Curiously, while several TV channels went to town after November 15, when the charge sheet was filed, and claimed that the activists had also been charged with hatching a plot to assassinate Prime Minister Narendra Modi, it appears the plot finds mention in only two lines of the mammoth charge sheet and provides no further detail at all.
Television channels also went overboard in dragging the name of Congress leader Digvijay Singh as part of the plot. They claimed that the charge sheet mentioned his involvement and his mobile phone number which was used in getting in touch with the Maoists.
While Pune Police has since then clarified that the charge sheet makes no mention of the Congress leader and that there were no plans to question him, a police officer has also been quoted in the media as saying that the phone number was mentioned because it was referred to by a number of activists in their correspondence.
Digvijay Singh has clarified that the phone number in question is the official phone given by the Rajya Sabha to a Member and that it is clearly mentioned in his profile on the Rajya Sabha’s website. The number was in public domain and anybody could have referred to the phone number. He also claimed that he has not used the phone for the past four years.

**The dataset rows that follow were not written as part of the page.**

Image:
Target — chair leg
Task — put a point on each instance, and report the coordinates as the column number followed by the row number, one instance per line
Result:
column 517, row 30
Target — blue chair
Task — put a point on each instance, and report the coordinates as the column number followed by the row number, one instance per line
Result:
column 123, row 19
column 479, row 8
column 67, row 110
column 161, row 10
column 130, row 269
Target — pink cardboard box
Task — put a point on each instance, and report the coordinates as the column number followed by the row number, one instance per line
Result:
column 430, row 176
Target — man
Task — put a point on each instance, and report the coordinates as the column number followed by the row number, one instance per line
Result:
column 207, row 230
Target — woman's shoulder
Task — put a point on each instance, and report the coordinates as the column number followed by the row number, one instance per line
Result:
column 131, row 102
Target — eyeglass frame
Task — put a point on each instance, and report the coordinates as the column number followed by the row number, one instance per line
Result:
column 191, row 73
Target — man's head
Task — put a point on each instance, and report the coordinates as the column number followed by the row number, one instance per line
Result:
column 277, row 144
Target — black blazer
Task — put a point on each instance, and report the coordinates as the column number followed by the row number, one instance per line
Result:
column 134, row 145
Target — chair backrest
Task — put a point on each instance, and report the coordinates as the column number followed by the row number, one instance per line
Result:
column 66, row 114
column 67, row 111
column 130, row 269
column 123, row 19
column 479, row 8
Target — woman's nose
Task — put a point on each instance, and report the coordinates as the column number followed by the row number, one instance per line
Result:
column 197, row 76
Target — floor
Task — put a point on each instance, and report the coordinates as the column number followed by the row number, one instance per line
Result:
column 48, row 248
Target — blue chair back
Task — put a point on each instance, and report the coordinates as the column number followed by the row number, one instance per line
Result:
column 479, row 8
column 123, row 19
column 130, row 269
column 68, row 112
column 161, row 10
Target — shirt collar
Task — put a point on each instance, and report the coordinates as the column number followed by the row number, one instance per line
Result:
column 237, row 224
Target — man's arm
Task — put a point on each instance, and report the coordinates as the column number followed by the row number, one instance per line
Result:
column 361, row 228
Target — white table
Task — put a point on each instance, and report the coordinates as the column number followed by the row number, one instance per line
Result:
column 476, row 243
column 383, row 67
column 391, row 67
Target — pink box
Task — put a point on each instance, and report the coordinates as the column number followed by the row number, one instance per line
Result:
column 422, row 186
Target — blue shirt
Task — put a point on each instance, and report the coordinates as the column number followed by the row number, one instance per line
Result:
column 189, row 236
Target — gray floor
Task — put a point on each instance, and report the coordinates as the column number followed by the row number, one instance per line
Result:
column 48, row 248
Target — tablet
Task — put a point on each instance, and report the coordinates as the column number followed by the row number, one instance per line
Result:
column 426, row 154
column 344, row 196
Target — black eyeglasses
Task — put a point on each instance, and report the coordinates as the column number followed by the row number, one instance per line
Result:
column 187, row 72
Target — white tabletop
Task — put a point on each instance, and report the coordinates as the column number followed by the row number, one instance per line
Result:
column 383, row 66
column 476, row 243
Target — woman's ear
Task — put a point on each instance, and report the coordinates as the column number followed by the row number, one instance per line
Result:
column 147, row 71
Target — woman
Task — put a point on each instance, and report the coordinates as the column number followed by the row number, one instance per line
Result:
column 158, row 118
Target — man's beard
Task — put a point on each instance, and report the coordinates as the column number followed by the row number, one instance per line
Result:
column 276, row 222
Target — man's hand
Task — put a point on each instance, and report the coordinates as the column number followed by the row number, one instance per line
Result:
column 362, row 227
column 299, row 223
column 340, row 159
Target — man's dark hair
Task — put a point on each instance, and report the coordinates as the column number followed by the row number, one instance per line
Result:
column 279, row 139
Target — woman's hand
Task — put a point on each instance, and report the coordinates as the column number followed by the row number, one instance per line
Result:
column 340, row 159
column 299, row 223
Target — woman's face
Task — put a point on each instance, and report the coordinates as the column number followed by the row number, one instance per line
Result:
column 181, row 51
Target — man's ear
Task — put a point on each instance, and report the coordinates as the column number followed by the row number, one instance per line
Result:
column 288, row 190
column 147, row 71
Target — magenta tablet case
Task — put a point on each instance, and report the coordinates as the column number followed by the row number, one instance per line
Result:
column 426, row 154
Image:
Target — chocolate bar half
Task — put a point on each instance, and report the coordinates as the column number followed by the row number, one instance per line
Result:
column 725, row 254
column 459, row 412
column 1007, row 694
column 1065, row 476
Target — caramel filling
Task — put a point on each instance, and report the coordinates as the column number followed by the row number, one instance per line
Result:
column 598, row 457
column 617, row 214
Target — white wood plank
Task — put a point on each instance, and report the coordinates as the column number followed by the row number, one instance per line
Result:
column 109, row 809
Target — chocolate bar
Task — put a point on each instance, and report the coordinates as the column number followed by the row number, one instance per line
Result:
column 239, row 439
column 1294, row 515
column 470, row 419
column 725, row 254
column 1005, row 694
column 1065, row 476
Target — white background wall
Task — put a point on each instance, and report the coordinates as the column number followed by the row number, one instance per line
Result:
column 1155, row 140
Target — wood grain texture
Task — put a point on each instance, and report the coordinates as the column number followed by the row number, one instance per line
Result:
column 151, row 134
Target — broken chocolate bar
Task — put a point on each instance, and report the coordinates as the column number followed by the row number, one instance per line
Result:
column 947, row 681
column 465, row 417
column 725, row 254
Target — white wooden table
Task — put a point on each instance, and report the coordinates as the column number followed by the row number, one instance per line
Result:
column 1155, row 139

Surendra Gadling, himself a lawyer who is fighting his own case, told the special court, “All accusations against me are based on electronic data but we are not given that data. We are only given hard copies of the charge sheet. Police seized all electronic devices five months ago but still cannot give us copies. I am accepting this charge sheet under protest.” One of the defence lawyers said that if police had evidence, they would have filed the charge sheet on time by September.
Rahul Deshmukh, lawyer of Shoma Sen, said, “The whole case is based on alleged letters police found in laptops, hard discs and other electronic devices at the houses of the accused. What is the credibility of these letters that have no headers, no date and place? As per the charge sheet, Rona Wilson and Kishan Bose, another accused Maoist who is underground, planned to assassinate the Prime Minister. Suppose somebody did want to kill the Prime Minister, do you believe he will write it down explicitly and leave a trail? WiIl he or she not use code words?”
“The pattern is the same with several other accusations police have made like buying weapons from Manipur and Nepal to create chaos in India. Why would they write letters in such detail and in so many words if indeed they were involved in clandestine activities? Such evidence will not pass legal scrutiny,” Deshmukh added.
Another defence lawyer said on condition of anonymity, “Letters police have produced as evidences showing links with Maoists are already in public domain. Like Gautam Navlakha had taken an interview of Ganapathy, member of banned Maoist Party, is already in public domain. What does the interview prove? Many events and dates similarly don’t match.”
Rohan Nahar, another defence lawyer, said, “Sambhaji Bhide and Milind Ekbote, right wing activists are the ones who incited violence at Bhima Koregoan on January 1 this year. To protect them, the state government through Pune police have accused the activists who work for the downtrodden and the poor.”
Political observers believe the BJP government would like to keep this case alive till election time so as to deflect attention from their failure to deliver on promises.